Love the color! I'm not very handy with hair tools, except for the Chi iron. I know its expensive, but I bought three crappy irons before giving in and buying the Chi and I absolutely love it. I use it every other day (every time I wash my hair) and haven't damaged my hair at all. I use the Chi Thermal Spray as well. Whatever iron you choose, don't forget to use a thermal protectant. I love the waves though, if I were you I'm not sure I'd bother with straightening. When I wear my hair naturally I get a really wierd look, its more bumpy than wavy.


----------



## lauraspuppy (Jan 24, 2006)

_*Love the color...It looks really good














. I also had the same problem with flat irons. I didn't want to spend to much. Seeing as I didn't use them that often. I usually curl my hair. I would also buy flat irons from Sally's, but they wouldn't last that long. 

I finally went onto folica.com and found this flat iron. The customer reviews and pictures sold me on it. At that time they had a special with $10.00 off if you purchase more than $50 and no shipping and handling charges. The iron came out too $77.00. This is the one I bought Solia Flat Iron I LOVE IT!! It also has a round edge. I use that to curl my hair in at the ends so that their not stick straight. 

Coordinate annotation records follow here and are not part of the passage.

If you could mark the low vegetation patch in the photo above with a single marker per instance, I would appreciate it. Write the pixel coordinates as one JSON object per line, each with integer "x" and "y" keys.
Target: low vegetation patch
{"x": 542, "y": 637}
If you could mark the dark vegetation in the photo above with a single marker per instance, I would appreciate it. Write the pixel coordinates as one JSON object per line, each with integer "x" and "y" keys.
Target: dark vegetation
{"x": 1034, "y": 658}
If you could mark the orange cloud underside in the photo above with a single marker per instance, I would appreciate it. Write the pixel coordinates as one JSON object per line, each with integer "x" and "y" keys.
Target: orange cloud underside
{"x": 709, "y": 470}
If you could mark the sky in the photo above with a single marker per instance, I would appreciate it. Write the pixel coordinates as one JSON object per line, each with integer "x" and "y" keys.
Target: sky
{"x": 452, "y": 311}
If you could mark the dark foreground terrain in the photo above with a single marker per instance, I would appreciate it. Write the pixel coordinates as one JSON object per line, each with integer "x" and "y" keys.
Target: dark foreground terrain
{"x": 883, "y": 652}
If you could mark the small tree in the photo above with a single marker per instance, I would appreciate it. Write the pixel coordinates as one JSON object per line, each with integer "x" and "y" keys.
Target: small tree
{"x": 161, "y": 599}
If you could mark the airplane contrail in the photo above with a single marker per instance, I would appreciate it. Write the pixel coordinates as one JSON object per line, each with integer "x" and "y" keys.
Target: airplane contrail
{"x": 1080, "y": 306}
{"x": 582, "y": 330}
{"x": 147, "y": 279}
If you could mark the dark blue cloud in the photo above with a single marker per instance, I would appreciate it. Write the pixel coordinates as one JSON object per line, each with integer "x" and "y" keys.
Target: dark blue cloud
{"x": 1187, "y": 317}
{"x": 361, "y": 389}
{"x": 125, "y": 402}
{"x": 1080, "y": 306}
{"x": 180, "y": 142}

My hair is naturally straight but after changing colors so much, my hair if a kinda frizzy now. I also always use BioSilk gloss serum. It's awesome and smells great. The big bottle is kinda expensive, about $25 dollars. But, I found the big bottle at Costco for $10.00. I bought like 3 of them that day. You should also use a clarifying shampoo once a week if you use serum, mousse or hairspray with an iron. It takes off all the product that buildsup with the heat. Regular shampoo does that also, but with the clarifying shampoo it feels sqeaky clean. I use this one from Pantene. Pantene Shampoo

Good luck on finding the right iron for you. I really think it's worth it. I hope this helps a little. 

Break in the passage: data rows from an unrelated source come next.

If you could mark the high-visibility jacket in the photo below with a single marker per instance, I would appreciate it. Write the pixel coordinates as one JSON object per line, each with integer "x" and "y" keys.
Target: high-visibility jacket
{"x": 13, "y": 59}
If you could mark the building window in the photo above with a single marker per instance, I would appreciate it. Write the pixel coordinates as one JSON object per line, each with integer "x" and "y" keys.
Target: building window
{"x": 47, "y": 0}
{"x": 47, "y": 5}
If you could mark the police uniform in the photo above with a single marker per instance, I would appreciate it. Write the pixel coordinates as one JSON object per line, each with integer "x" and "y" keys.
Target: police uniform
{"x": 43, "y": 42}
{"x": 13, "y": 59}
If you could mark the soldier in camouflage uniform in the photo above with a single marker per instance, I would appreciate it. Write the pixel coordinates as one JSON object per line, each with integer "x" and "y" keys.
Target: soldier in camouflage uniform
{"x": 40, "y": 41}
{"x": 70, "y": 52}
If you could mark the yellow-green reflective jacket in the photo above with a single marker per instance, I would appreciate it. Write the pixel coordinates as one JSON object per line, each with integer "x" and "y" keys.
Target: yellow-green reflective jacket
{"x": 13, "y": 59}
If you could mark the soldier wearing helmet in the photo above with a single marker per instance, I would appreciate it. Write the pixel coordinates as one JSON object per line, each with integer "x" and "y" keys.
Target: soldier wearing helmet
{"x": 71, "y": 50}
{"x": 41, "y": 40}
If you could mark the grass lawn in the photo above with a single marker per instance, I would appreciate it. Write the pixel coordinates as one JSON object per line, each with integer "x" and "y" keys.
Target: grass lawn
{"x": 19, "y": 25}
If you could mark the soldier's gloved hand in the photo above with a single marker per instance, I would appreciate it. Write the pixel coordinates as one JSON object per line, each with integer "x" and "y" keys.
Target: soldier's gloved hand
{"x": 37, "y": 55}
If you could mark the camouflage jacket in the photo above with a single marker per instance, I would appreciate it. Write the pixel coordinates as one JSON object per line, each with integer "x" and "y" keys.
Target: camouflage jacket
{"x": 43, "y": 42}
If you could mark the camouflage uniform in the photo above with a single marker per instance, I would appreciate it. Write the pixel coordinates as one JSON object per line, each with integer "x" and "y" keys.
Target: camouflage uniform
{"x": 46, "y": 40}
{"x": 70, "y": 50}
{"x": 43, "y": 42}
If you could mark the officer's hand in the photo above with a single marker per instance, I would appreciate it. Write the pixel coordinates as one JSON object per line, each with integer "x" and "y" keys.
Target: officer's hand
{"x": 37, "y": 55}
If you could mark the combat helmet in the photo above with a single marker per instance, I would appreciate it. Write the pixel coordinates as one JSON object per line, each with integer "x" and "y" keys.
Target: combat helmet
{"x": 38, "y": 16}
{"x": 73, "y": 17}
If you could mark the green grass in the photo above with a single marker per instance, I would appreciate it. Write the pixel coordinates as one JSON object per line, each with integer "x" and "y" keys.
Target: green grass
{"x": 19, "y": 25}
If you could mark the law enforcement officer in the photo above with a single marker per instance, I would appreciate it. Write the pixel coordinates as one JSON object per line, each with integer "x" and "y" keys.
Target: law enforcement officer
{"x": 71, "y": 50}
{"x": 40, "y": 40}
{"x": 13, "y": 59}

Vanessa, Daisy and Princess*_


----------



## Toby's Mom (May 7, 2004)




----------



## LexiAndNikkisMom (Apr 13, 2004)

Which Chi flat irons does everyone have? Not sure if I want to spend that much but I'm interested in seeing which ones everyone has and how much they are.


----------



## Suz & the Fluffs (Mar 11, 2006)

I'm just curious as why you need an expensive flat iron? Are they really any better? I use one I bought at Target for like 25 dollars and have had no problems. I also use gel that protects your hair from heat damage.


----------



## msmagnolia (Sep 8, 2004)

My youngest daughter swears by a flat iron. She has had a Chi, but that broke (When SHE dropped it!). She got a different brand from the salon. Both cost around $135. She is taking finals at her college but I will find out what brand her current flat iron is. She says that there is no point in buying several cheap ones when the higher end irons do such a better job. I will find out more info and post. By the way, she liked the Chi just fine. When she broke it she didn't have time to order one online and the Salon wasn't handling that brand anymore.


----------



## LexiAndNikkisMom (Apr 13, 2004)

> I'm just curious as why you need an expensive flat iron? Are they really any better? I use one I bought at Target for like 25 dollars and have had no problems. I also use gel that protects your hair from heat damage.[/B]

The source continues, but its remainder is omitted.